Single by Adriana Caselotti

from the album Snow White and the Seven Dwarfs
- B-side: "Dig-A-Dig-Dig" and "Heigh Ho"
- Published: December 21, 1937
- Released: 1938
- Genre: Traditional pop
- Length: 2:02
- Label: Victor
- Songwriters: Frank Churchill Larry Morey Leigh Harline

= With a Smile and a Song (song) =

1937 song from Disney's Snow White

"With a Smile and a Song" is a traditional pop song. The music was written by Frank Churchill, the lyrics by Larry Morey. The song was published in 1937. Credit is also sometimes given to Leigh Harline. The song was sung by Adriana Caselotti in the Walt Disney animated film Snow White and the Seven Dwarfs.
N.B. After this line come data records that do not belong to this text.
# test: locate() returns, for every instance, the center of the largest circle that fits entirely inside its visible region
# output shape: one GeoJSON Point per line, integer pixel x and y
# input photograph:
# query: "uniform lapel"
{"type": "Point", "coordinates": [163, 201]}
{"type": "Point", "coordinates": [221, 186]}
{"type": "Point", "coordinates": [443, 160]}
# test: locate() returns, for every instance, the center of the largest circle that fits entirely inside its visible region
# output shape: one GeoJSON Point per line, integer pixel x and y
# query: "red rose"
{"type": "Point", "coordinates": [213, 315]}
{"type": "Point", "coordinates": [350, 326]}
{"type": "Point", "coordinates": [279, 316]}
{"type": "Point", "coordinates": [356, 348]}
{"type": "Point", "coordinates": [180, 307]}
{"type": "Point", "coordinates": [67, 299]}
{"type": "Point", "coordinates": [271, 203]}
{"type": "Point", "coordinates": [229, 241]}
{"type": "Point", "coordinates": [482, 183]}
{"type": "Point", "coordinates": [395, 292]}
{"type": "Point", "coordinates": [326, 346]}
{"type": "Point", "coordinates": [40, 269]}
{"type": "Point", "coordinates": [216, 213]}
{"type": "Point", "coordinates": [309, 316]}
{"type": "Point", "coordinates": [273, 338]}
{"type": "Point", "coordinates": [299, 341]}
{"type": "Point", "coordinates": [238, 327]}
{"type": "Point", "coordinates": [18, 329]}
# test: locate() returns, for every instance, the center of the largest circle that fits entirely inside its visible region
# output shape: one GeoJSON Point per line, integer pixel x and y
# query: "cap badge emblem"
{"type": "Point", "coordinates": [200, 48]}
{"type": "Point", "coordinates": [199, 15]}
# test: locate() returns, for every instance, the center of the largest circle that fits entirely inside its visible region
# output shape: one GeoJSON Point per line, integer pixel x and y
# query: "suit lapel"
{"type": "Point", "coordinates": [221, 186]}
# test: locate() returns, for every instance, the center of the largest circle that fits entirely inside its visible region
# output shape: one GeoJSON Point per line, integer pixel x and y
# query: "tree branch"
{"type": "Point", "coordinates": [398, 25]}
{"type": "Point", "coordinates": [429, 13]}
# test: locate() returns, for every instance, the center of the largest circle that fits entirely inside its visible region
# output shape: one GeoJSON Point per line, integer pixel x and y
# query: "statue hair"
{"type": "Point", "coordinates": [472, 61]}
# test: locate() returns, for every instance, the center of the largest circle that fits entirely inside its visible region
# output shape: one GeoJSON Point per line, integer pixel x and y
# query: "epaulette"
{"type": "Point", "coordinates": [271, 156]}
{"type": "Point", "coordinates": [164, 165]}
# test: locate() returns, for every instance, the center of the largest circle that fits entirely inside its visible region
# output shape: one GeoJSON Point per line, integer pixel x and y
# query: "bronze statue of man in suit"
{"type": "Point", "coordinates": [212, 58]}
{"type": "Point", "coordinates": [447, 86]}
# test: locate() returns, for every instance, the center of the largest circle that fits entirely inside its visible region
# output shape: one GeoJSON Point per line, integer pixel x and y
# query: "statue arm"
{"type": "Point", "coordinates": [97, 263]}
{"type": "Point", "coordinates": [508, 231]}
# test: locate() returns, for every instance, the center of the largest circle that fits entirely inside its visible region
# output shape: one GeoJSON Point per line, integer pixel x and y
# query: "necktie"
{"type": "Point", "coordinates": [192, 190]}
It also featured in the stage adaptation from the film.

On December 9, 1937, Shep Fields collaborated with the jazz accordionist John Serry Sr. in a recording of the song for Regal Records that had a novelty, march tempo rhythm and featured Bob Goday on vocals.

Teddy Wilson recorded the song as a relaxed, mid-temp shuffle for Brunswick on December 17, 1937 with Pee Wee Russell, clarinet; Hot Lips Page, trumpet; Sally Gooding, vocal; Chu Berry, tenor sax and Alan Reuss, guitar. They recorded two alternate takes that day, one with Reuss soloing.

Doris Day recorded the song with a children's choir for her 1964 album of the same name, With a Smile and a Song. A spoof of the song was used in Shrek the Third.

Snow White (played by Ginnifer Goodwin) hums the song while sweeping the dwarfs' house in the episode "Heart of Darkness" of Once Upon a Time.